Background: Erectile dysfunction (ED) is a common male sexual disorder with significant psychosocial and physiological impacts. While modifiable risk factors such as body mass index (BMI), serum testosterone, and vitamin D levels have been linked to ED, regional data from the Caucasus, including Azerbaijan, are limited.
Methods: This retrospective cohort study included 965 Azerbaijani men aged 35-75 years who presented with symptoms suggestive of ED between 2019 and 2024. Erectile function was assessed using the International Index of Erectile Function-5 (IIEF-5). An IIEF-5 score of ≤21 was considered as ED. Serum total testosterone, 25-hydroxyvitamin D [25(OH)D] levels, and BMI were evaluated. Correlations and multivariate logistic regression analyses were conducted to identify independent factors associated with IIEF-5-defined ED in symptomatic men.
Results: Among men presenting with ED-related symptoms, 54.4% met the IIEF-5 criteria for ED. Obesity (BMI ≥30 kg/m2) was present in 46.1% of participants and significantly more common in men with ED (58.3% vs 31.6%, p<0.001). Total testosterone levels <10 nmol/L were observed in 54.7% of men with ED vs 46.1% without (p=0.008). Spearman analysis showed inverse correlations between IIEF-5 scores and BMI (r = -0.316, p<0.001), and a positive correlation with testosterone (r = 0.108, p<0.001). No associations were found between 25(OH)D levels and ED. In multivariate analysis, obesity remained an independent factors associated with IIEF-5-defined ED (OR: 2.969, 95% CI: 2.27-3.88, p<0.001).

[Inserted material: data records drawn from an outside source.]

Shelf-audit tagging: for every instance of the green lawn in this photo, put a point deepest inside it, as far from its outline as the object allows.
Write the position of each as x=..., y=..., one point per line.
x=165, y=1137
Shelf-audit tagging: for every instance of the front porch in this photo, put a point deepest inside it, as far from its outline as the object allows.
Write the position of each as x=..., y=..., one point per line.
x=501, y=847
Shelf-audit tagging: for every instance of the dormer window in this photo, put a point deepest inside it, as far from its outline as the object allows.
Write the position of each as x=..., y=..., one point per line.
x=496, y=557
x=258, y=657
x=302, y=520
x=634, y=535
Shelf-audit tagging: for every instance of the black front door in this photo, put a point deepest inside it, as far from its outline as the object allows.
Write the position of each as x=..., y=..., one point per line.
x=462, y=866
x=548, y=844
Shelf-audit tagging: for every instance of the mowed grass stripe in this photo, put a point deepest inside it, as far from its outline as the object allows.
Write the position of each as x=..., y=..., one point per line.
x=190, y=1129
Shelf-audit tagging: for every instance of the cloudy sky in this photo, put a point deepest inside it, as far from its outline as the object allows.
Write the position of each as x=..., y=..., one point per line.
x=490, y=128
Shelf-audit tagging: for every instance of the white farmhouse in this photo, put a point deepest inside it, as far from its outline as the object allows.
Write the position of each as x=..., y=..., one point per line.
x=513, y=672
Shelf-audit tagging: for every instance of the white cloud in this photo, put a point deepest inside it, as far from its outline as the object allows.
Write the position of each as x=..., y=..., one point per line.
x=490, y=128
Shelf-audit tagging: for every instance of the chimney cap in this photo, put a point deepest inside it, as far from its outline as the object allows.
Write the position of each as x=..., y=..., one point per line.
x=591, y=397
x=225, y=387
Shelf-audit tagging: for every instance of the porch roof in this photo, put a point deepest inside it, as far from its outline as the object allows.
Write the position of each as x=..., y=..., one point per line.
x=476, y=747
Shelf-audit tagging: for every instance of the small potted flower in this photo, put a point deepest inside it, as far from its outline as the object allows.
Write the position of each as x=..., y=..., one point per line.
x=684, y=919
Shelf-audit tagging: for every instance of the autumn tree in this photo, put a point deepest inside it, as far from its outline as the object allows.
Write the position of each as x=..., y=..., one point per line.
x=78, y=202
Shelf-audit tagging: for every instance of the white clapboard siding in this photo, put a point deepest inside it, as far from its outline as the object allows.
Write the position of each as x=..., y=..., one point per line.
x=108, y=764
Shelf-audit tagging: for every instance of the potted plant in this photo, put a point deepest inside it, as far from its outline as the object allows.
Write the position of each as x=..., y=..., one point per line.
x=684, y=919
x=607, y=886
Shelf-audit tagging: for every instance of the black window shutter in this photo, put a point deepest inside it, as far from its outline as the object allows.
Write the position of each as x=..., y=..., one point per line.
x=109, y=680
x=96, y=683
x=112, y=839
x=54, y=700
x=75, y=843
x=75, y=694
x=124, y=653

Conclusions: Obesity and low testosterone levels are significantly associated with ED in Azerbaijani men presenting with ED related symptoms. In contrast, vitamin D status was not an independent predictor. These findings underscore the importance of addressing weight and hormonal health in ED management strategies.
Keywords: Body mass index; Erectile dysfunction; Testosterone; Vitamin D.